Before we do so, take a look at 10 images of each digit in the dataset:

see some sample images

fig, ax = plt.subplots(10, 10, figsize=(5, 5))
# ax = ax.flatten()
row = 0
col = 0
for i in range(1200):
    label = np.argmax(training_data[i][1])
    if label == row:
        ax[row, col].imshow(training_data[i][0].reshape(28, 28), cmap='gray')
        ax[row, col].axis('off')
        col += 1
        if col == 10:
            row += 1
            col = 0
        if row == 10:
            break

When you draw a digit in the widget below, try to make it as large and as centered as you see in the examples above. The simple neural network that we trained shows high accuracy, but if you draw digits that are small or off-center, you’ll find that the accuracy drops off the cliff.

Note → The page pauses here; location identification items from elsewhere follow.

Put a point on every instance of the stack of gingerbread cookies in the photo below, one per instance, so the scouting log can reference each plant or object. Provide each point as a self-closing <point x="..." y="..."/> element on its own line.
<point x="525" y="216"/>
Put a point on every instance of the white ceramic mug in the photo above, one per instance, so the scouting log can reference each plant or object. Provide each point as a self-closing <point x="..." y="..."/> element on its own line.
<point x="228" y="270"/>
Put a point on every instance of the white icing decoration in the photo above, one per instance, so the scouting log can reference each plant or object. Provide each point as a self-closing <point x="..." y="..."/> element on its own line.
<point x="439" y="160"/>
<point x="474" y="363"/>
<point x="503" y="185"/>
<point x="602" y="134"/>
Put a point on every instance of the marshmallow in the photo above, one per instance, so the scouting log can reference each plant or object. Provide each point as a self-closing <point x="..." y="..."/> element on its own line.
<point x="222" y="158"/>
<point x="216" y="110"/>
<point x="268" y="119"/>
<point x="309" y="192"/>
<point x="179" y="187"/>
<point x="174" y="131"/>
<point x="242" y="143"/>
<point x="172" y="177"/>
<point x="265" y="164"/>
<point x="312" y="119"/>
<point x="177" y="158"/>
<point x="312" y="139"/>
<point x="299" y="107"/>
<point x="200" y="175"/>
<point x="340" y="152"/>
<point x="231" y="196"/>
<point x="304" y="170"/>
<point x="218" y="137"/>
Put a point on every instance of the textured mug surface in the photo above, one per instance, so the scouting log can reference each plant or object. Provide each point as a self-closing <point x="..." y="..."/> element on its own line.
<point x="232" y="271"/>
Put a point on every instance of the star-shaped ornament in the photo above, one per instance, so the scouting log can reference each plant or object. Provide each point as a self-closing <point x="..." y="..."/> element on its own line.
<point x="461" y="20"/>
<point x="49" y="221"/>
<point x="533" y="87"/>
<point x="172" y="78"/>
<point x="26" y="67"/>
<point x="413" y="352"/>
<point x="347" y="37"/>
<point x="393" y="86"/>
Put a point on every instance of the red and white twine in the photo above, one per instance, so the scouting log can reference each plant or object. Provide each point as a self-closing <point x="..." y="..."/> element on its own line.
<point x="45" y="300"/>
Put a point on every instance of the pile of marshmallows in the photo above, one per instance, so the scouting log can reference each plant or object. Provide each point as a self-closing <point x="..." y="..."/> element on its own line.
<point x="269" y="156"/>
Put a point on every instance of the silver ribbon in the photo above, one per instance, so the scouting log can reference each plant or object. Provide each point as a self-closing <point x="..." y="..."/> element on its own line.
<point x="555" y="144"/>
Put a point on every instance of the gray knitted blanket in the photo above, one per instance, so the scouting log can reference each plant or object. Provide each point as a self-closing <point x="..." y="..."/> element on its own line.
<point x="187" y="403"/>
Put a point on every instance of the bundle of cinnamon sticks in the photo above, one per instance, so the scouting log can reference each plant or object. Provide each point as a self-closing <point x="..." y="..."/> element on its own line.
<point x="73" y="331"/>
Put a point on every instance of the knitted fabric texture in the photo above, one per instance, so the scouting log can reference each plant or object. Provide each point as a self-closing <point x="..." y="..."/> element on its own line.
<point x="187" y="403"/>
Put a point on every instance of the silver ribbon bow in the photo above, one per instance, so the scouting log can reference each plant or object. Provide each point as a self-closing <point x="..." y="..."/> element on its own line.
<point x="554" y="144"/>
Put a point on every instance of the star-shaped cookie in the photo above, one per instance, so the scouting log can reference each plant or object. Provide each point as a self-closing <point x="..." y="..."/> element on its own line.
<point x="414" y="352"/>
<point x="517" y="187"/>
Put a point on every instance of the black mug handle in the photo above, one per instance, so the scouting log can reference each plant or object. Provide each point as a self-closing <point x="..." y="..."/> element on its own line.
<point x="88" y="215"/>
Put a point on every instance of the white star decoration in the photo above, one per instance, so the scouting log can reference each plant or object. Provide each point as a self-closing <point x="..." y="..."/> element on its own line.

Test this: draw the digit “1” right at the center, the neural network will probably get it right. Now draw it a bit off-center.

export model parameters to JSON

export_data = {
    "weights": [w.tolist() for w in net.weights],
    "biases": [b.tolist() for b in net.biases],
}
with open("mnist_model.json", "w") as f:
    json.dump(export_data, f)

Draw a number!

I find it funny how badly this network performs when I am drawing the digits. I try my best to draw the best looking number 6, and the network outputs a clear 8, or 2, or whatever. This made me think of how well curated the MNIST dataset is, and how when I draw the digits myself I might be breaking many of the assumptions that the network has learned to rely on. If you’ve played with the widget above, I would be surprised if you got anywhere near the 95% accuracy that we get on the test set.